AI21 Labs has made its Jamba-Instruct large language model (LLM) available in Amazon Bedrock. Among its remarkable attributes, Jamba-Instruct supports a 256,000-token context window, making it suitable for handling large documents and complex Retrieval Augmented Generation (RAG) applications.
This language model is the instructional version of the Jamba base model. It merges Structured State Space (SSM) technology and Transformer architecture, resulting in top-tier performance and superior capabilities compared to AI21’s prior models. The unique SSM approach allows Jamba-Instruct to possess the longest context window length in its classification, making it perfect for processing large volumes of information without compromising on performance.
To use Jamba-Instruct within Amazon Bedrock, one must first access the model via the Amazon Bedrock console and choose to modify model access. One can then select the AI21 Labs models they wish to use.
Jamba-Instruct is significantly useful for complex RAG operations and critical document analysis. For example, it can be employed to find contradictions between different documents or comprehend one document in light of another. It can also be used for query augmentation, where an original query is translated into related queries to optimize RAG applications. Further, Jamba-Instruct is also useful for standard LLM operations such as entity extraction and summarization.
Users can directly access this model through an API using Amazon Bedrock and AWS SDK for Python (Boto3). Refer to the given code snippet and quickstart documentation for more guidance.

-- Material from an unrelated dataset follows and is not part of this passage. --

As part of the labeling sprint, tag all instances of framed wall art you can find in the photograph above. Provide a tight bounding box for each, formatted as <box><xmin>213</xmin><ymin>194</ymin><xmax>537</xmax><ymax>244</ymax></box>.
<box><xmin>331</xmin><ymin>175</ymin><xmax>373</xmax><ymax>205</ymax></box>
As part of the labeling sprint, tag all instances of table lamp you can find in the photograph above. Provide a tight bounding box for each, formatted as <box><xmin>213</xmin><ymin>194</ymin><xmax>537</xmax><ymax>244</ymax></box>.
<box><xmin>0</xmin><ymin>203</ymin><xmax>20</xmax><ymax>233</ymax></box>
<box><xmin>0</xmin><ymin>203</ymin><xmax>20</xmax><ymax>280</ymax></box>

Jamba-Instruct is greatly advantageous in applications that necessitate a long context window, such as answering questions grounded in extensive documents or producing summaries. Thanks to the novel SSM/Transformer hybrid architecture, the model provides enhanced throughput and three times more tokens per second for context window lengths covering over 128,000 tokens, compared to similar-sized models.
Presently, Jamba-Instruct in Amazon Bedrock is available in the US East (N. Virginia) AWS Region. It can be procured on-demand. For more details, one can refer to the relevant sources suggested in this piece, or they can visit Amazon Bedrock’s console to get started with this language model.
About the authors of this significant announcement, Joshua Broyde, Ph.D., is a Principal Solution Architect at AI21 Labs. His role involves working with customers and AI21 partners to implement generative AI on an enterprise level. He particularly focuses on using complex LLM workflows for regulated and specialized environments. Fernando Espigares Caballero, a Senior Partner Solutions Architect at AWS, creates solutions with strategic Technology Partners to deliver value to customers. He has an extensive experience of over 25 years in IT platforms. Currently focusing on generative AI, Fernando is devoted to innovating and constructing new solutions that address specific customer requirements.